Going the scenic route

One of Jerusalem’s few satellite towns, Motza offers a rural setting near the cityץ

Azorim is building apartments in the sprawling Motza Illit. (photo credit: Courtesy)
Azorim is building apartments in the sprawling Motza Illit.
(photo credit: Courtesy)
Jerusalem is in many ways hemmed in. Due to political constraints, the city’s geographical growth is stifled, and unlike Tel Aviv, it does not have a host of satellite towns. Consequently the few surrounding suburbs it does have are much in demand. One of these is Motza.
Municipal publications describe Motza, which lies on the western edge of the city, as the capital’s most westerly neighborhood. But this description is not entirely accurate.
Motza, from a municipal perspective, is divided into two parts, each belonging to a different local authority. Historic Motza, now called Ramat Motza, is the eastern half and is part of the Jerusalem Municipality, while the western half, known as Motza Illit, is part of the Mateh Yehuda regional council.

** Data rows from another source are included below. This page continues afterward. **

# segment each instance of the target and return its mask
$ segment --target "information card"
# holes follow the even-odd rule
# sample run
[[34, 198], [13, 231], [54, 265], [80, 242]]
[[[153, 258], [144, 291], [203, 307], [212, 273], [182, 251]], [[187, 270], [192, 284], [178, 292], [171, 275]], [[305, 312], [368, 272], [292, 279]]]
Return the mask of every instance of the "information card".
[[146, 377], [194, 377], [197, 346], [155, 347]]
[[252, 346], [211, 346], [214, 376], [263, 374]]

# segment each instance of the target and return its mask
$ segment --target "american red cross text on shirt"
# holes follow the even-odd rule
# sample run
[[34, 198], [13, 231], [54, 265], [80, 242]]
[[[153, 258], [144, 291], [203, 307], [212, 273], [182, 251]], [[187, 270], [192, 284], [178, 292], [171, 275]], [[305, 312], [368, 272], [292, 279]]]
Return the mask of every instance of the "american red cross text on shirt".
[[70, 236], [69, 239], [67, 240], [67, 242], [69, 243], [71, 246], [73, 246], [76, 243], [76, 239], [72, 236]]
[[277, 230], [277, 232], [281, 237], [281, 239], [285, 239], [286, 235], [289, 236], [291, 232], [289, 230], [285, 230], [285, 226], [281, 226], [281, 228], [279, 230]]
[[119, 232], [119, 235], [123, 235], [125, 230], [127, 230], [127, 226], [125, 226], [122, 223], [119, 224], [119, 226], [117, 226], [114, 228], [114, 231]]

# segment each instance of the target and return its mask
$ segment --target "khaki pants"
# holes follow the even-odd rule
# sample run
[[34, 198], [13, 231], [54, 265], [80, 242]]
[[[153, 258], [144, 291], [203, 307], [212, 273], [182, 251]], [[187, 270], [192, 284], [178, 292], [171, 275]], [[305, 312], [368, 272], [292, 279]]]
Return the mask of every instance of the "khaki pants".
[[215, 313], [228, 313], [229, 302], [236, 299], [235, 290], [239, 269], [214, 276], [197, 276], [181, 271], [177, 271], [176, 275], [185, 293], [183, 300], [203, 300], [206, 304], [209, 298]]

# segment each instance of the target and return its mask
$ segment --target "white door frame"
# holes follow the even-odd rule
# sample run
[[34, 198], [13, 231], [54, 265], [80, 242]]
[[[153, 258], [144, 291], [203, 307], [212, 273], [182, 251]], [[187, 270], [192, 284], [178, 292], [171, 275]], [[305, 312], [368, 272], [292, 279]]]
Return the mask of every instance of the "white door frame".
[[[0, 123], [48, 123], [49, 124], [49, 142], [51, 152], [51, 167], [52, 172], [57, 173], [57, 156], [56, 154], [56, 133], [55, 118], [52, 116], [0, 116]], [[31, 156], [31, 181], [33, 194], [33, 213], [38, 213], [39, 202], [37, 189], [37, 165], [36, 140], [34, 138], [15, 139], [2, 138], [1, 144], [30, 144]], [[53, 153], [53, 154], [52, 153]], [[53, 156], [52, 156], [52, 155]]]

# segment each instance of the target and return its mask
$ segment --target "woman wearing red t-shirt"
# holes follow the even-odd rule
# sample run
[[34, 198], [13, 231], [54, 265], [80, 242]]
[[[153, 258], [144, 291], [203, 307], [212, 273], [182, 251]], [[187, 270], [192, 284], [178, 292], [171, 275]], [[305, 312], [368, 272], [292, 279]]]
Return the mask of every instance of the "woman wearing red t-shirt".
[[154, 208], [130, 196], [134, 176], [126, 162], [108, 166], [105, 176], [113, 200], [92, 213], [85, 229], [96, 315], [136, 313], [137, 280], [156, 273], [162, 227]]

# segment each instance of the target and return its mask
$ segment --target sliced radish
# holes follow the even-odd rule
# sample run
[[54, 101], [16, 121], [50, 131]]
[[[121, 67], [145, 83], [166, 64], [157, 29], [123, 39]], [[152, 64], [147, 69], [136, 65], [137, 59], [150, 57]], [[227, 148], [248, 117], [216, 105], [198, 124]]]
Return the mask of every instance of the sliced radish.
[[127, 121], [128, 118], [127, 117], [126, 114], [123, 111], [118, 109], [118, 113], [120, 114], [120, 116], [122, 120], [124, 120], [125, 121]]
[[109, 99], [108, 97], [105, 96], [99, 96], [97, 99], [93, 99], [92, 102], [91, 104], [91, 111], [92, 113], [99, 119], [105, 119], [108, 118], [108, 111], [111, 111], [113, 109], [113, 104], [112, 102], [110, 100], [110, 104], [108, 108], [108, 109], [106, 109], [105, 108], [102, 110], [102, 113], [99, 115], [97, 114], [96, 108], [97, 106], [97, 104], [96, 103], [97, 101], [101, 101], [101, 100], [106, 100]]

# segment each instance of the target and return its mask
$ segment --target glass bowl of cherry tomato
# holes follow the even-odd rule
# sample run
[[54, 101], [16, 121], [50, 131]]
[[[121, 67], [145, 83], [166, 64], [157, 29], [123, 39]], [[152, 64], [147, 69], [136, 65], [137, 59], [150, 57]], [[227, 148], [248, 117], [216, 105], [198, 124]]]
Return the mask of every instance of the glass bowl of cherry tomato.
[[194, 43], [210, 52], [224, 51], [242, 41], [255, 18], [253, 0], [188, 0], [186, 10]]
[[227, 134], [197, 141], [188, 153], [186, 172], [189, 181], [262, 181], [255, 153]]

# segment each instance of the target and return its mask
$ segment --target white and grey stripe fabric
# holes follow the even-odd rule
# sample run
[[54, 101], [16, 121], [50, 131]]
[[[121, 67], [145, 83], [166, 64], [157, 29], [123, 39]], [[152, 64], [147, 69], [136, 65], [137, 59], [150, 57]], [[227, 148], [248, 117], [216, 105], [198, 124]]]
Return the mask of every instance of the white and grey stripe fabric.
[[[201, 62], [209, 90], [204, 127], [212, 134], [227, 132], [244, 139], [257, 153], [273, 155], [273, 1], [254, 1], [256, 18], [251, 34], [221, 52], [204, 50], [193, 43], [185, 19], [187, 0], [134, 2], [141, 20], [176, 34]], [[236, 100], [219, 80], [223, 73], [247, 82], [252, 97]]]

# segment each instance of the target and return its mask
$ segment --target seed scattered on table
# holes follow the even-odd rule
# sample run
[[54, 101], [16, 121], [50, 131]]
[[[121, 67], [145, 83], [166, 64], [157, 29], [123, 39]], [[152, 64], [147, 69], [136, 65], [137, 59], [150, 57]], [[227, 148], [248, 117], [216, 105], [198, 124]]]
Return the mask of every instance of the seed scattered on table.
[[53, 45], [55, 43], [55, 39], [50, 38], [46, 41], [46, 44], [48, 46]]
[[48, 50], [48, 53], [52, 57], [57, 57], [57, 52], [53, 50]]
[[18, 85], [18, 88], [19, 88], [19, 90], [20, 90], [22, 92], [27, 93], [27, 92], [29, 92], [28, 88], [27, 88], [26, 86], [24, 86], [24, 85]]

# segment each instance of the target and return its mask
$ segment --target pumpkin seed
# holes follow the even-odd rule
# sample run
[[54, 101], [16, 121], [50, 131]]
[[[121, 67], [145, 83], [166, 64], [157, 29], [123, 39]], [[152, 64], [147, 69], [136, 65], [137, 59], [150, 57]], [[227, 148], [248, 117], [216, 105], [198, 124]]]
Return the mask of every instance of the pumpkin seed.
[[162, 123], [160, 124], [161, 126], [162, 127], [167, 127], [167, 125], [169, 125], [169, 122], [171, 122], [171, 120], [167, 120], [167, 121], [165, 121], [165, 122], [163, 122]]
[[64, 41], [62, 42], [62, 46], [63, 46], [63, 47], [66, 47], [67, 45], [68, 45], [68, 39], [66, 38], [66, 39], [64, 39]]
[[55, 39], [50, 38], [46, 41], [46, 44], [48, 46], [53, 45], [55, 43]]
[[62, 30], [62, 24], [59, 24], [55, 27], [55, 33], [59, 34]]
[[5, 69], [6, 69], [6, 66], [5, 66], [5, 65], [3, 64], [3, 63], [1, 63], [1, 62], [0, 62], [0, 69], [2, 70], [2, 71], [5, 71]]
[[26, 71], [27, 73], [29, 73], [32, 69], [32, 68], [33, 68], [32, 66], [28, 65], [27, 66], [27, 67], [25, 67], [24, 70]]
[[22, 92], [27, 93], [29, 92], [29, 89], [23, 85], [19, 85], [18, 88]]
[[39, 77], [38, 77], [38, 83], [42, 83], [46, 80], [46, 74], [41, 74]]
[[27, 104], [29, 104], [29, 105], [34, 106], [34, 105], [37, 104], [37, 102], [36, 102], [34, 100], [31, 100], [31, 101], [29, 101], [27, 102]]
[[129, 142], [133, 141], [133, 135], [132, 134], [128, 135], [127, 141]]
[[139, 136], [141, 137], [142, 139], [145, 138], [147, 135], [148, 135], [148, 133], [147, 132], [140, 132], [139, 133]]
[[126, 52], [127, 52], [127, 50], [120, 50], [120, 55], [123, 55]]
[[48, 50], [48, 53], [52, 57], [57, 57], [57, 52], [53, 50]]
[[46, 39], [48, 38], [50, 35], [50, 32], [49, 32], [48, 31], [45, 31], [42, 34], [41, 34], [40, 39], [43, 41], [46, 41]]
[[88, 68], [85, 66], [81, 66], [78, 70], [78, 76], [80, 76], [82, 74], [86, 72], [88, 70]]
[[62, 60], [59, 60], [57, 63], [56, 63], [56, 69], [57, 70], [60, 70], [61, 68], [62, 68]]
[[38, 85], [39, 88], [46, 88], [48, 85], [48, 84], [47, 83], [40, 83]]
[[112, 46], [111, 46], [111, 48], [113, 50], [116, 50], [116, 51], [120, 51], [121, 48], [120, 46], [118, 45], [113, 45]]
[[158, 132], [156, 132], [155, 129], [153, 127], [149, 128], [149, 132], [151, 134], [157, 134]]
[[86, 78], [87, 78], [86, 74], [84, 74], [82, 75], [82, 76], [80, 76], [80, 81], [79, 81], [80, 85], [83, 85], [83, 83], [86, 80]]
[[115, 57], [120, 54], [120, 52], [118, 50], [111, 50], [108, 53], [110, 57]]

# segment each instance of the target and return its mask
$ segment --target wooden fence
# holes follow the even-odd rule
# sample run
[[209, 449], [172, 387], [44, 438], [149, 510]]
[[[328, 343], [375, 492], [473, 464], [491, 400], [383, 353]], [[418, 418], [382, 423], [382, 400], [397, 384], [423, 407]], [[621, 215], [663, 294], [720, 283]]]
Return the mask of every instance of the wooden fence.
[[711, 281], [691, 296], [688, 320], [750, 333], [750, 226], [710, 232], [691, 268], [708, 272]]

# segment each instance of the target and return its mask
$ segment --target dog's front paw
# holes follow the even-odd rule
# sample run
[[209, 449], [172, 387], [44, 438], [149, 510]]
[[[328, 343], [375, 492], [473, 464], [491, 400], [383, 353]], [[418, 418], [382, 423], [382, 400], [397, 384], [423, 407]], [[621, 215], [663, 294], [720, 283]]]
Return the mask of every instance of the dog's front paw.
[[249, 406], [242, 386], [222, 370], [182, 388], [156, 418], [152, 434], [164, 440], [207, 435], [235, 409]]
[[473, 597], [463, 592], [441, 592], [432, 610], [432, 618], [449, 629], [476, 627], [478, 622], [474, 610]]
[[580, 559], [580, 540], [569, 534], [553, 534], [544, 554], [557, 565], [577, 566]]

The two Motzas are located in the wooded Judean hills, 600 meters above sea level. Although Ramat Motza is a statutory neighborhood of Jerusalem, it is relatively isolated, as is Motza Illit; connecting them to the capital are Highway 1 and a winding two-lane mountain road to Har Nof.
What is now Ramat Motza was the first Jewish agricultural village built outside Jerusalem. Modern Motza was founded in the late 1880s on the site of the biblical village of the same name mentioned in Joshua 18:26.
Motza has a strong connection to the Zionist ethos. When Theodor Herzl visited Palestine in 1898, he passed through Motza, which had a population of 200 at the time. Inspired by the lovely hilly landscapes, he planted a cypress tree on one of the hills. After he died in 1904, it became an annual pilgrimage site for Zionist youth, who planted more trees around Herzl’s.
During World War I, Herzl’s tree was cut down by the Turks, who were leveling forests for firewood for railway locomotives.
Up to 1948, Motza was the only Jewish settlement in the area, as the other Jewish villages of Kfar Uriya and Hartuv were much further to the west.
That year, the United Nations recognized the link between Motza and Jerusalem, with UN General Assembly Resolution 194 recommending in December 1948 that “the built-up area of Motza” be included in the Jerusalem “corpus separatum,” which was to be detached from “the rest of Palestine” and “placed under effective United Nations control.” However, this was never put into practice, and Motza became part of the State of Israel.
Today Motza is much in demand as a place of residence for those Jerusalemites and others who like a rural environment offering peace and quiet.
Barbara Heller, manager of Anglo-Saxon Real Estate in Motza and the surrounding areas, tells In Jerusalem that “demand for real estate in Motza is influenced by developments in the real-estate market in Israel as a whole and in Jerusalem in particular, but the real estate market in Motza is generally strong because it is a pleasant place to live with greenery all around, rural living in a hilly environment, which means a lot of scenery and a lot of healthy, dry, cool air.”
Many of those who want to live there are residents of the capital who crave open spaces and a rural atmosphere, but the neighborhood’s attributes act as a magnet for those further afield, including those with employment in the coastal plain.
Many are attracted by the climate, the relatively cool summers and the fact that Motza sits astride the Tel Aviv- Jerusalem highway. For people working in the Tel Aviv metropolitan area, driving to Motza is both easy and fast. At peak hours, getting from Motza to Jerusalem does not take much less time than driving from Tel Aviv to Motza.
Nonetheless, the neighborhood is expensive, and real-estate prices are steep. In addition, there are no shops, grocery stores or vegetable stores, no schools beyond the kindergarten level, and little public transportation. This means that residents need a car for their most basic commercial needs, and for those with teenage children, some kind of vehicle for them as well.
Motza is an upper-middle-class area, and as such, the vast majority of housing there consists of single-family homes. In Ramat Motza, one can find semi-detached residences and some apartment buildings, but in Motza Illit nearly all residences are single-family homes.
“As can be expected, prices in Motza are high,” says Heller.
“To give you some examples of some homes on the market, a new single-family, 350-square-meter house on an 850-sq.m.
plot is on offer for NIS 6.5 million, while a single-family home in need of restoration on a 700-sq.m. plot is being offered for NIS 4m. Semidetached residences are on offer for around NIS 3m., and four-room apartments are on offer for over NIS 2m.”
While all the dwellings in Motza Illit are single-family homes with a sprinkling of semidetached residences, this is set to change. The Azorim development company has an ongoing project there called Arza Motza Illit, which incorporates 14 three-story buildings. In most buildings, there will be six apartments at the most, with 91 residential units in total.
The developers have designed what can be described as rural apartments, because the apartments are large and spacious and set in green woodlands. There are three kinds of apartments: garden apartments on the ground floor, standard apartments with large open terraces on the second floor, and penthouses on the third floor.